報連相をするためには、まずどう喋りだすかが重要です。いきなり本題に入るのではなく、「報告」なのか「連絡」なのか「相談」なのかを最初に明確にすれば、聞く方も聞きやすくなります。

「●●の件について、『報告』or『連絡』or『相談』なのですが、今よろしいでしょうか?」

こういった「喋りだしの一言テンプレート」を最初に言うだけで、相手の反応が違ってきます。仮に、それに続く内容があまり要領を得ないものであっても、「小鳥遊くんが今いっているのは、相談だったよな。であれば、話の内容から自分が何かしら返答する必要があるはず。まずはじっくり聞いてみよう」などと、相手側から歩み寄ってくれます。

私はこれで「何を言っているか分からない」と言われてすごすごと退散することはなくなり、安心して報連相ができるようになりました。

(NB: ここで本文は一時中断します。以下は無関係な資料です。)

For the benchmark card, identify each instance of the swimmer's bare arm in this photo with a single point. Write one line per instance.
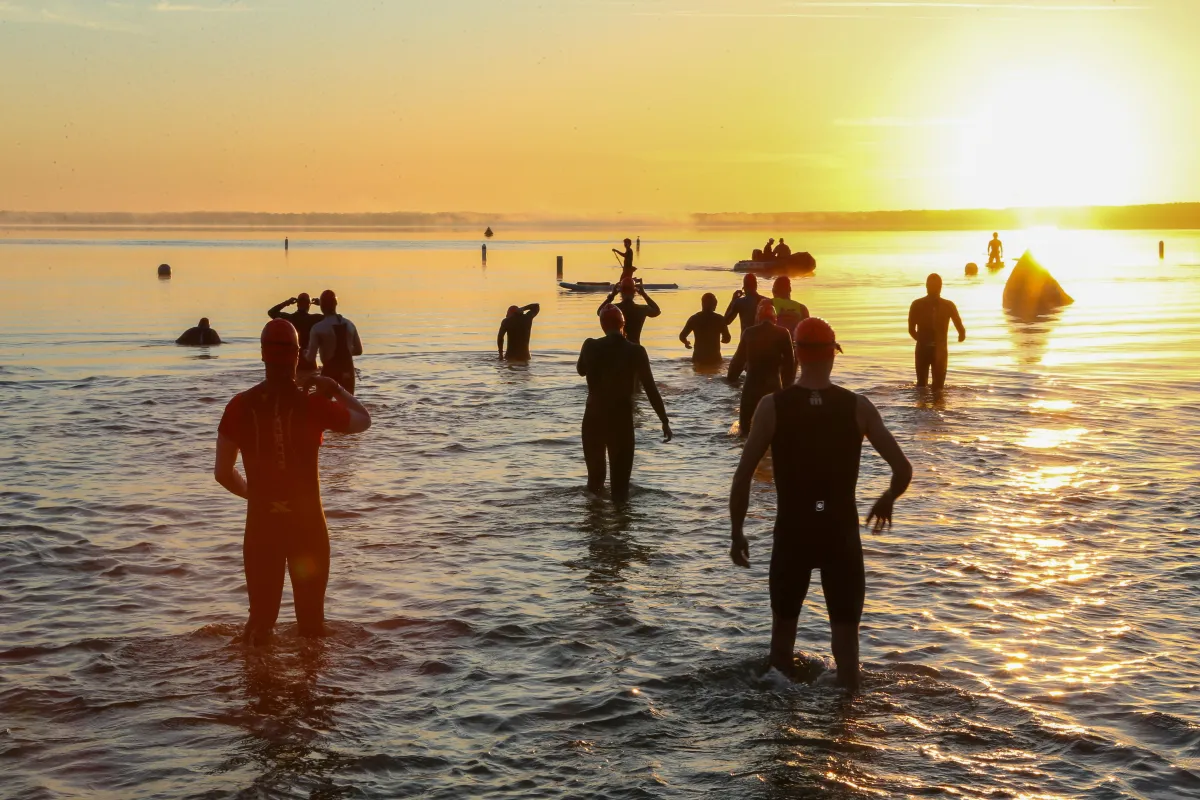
(226, 467)
(762, 429)
(871, 425)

対策②雑談が苦手→共通の話題を選ぶ&避けた方がよい話題もあり

筆者の体験談

誰も教えてくれないビジネスマナーの中に「適切な話題を選んで雑談する」というものがあります。

筆者はクラシック音楽が趣味なのですが、正直言って「誰でも知っている」という話題ではありません。しかし、会話の中でちょっとでもクラシックの話が出てくると「これは自分の出番!」とばかりに、その話に熱中して話し続けてしまっていたのです。

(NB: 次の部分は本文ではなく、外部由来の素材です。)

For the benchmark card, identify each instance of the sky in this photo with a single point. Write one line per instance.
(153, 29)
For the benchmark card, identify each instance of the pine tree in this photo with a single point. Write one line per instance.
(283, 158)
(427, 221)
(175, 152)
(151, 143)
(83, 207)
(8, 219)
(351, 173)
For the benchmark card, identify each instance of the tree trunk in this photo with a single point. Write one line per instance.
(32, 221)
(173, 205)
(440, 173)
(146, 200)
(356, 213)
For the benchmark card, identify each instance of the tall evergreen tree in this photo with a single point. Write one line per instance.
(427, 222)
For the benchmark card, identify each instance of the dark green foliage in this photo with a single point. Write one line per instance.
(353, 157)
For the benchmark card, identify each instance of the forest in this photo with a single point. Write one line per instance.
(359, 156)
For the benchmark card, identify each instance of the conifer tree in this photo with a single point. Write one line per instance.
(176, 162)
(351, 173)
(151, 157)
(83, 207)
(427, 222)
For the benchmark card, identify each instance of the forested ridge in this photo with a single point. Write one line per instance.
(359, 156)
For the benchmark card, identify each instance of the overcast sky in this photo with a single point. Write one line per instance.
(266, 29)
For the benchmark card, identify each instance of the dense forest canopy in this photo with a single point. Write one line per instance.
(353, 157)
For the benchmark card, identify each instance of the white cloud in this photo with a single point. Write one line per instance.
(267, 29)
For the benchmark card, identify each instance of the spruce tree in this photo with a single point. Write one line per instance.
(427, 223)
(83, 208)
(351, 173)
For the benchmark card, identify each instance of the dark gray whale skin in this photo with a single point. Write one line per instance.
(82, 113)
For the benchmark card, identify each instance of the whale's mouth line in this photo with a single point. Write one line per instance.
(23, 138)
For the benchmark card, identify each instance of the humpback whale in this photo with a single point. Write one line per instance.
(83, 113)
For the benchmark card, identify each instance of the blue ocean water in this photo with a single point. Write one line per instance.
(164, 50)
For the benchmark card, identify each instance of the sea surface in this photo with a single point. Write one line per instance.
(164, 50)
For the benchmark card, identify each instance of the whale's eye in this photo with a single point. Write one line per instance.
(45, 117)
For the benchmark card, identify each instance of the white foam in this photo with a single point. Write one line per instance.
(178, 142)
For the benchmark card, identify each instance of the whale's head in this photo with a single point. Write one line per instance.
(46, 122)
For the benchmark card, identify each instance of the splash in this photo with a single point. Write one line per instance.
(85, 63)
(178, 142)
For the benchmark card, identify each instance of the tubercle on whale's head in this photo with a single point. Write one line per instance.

会話をしていた相手にとっては、あまりよく知らない話題について延々と話されて、さぞ閉口したことと思います。

対策

雑談は、共通する話題を選び、タブーの話題を控えましょう。

雑談の目的の一つは、相手との共通点を見いだし、距離を縮めて関係性を良くするところにあります。したがって、自分が好きな話題を繰り出して一方的に話すのではなく、多少興味は薄くてもお互いが分かる共通の話題をピックアップすることが大切です。

同時に、以下のような一般的にタブーとされている話題は控えましょう。個人の思想や信条にダイレクトに関わることであったり、あまり人に言いたくない話であったりする可能性が高いからです。

  • 政治
  • 宗教
  • 収入
  • 学歴
  • 家庭や家族の問題

対策③暗黙のルールが理解できない→自分の考えをいったん脇に置く

筆者の体験談

ある日、私は直属の上司である副部長から指示を受けて仕事をしていました。それを見ていた係長が猛然と「そんなことを今していてはダメだ!もっと他にやるべきことがあるだろう!」と筆者に指導をしはじめました。

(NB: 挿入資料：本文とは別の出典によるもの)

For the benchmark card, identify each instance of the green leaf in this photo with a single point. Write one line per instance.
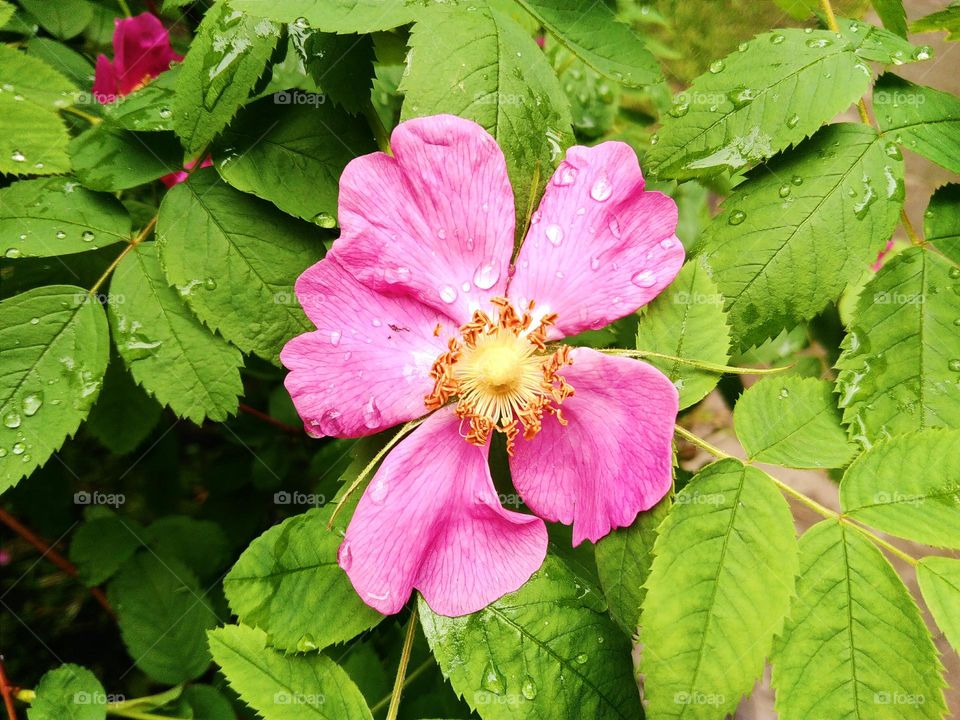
(547, 650)
(167, 350)
(148, 109)
(63, 18)
(124, 414)
(70, 692)
(941, 224)
(900, 361)
(336, 16)
(753, 103)
(342, 65)
(939, 579)
(292, 156)
(33, 140)
(163, 617)
(234, 259)
(792, 421)
(497, 76)
(105, 158)
(947, 20)
(789, 239)
(892, 15)
(720, 585)
(226, 58)
(922, 119)
(284, 687)
(29, 79)
(855, 645)
(288, 583)
(687, 321)
(101, 546)
(908, 486)
(623, 563)
(53, 353)
(55, 216)
(591, 31)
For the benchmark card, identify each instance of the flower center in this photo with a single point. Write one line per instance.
(502, 375)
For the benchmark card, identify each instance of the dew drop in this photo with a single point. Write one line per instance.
(448, 294)
(565, 174)
(644, 278)
(737, 217)
(31, 403)
(554, 234)
(486, 274)
(601, 189)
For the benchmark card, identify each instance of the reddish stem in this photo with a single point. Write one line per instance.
(7, 692)
(267, 419)
(49, 552)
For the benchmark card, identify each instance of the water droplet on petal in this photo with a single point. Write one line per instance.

当然、係長よりも副部長の方が上なので、「いや、でも副部長の指示なので…」と答えたところ、「上の人が言うからといって、そのまま鵜呑みにしてはダメだ!」となお一層怒られてしまいました。

後で先輩社員がこっそり教えてくれたのですが、その係長は、会社が何度もお願いをして社員になってもらったので、職位は係長でも発言力はとても大きい例外的な方だったのです。「いや、副部長が…」と返答したことは、そういった事情から考えると、取ってはいけない行動だったのでしょう。

対策

あれ?と思ったら、自分の考えをいったん脇に置きましょう。

副部長の指示に係長が反対の意見を言ってくる時点で「あれ?」と思うタイミングがあったはずです。そこで自分の考えを優先せず、周囲に「副部長からの指示とまったく逆のことを係長から言われて迷っているんですが…」と素直に聞いていれば、「ああ、それはね…」と内情を話してくれたかもしれません。

このように、一般的な常識とは異なる、その職場だけの「暗黙のルール」があることは珍しくありません。本を読んだり、過去の経験から学んだことが通用せず、「実際にその職場の人に聞いてみないと分からないこと」はどうしても存在するのです。

そのような場合、自分の中の「こうあるべき」はいったん脇に置き、周囲の人たちの行動を観察してその真似をしたり、以前に同様の仕事をした人に「どう進めたか」を聞いたりしてみましょう。そうすることで職場に溶け込んでいくことができます。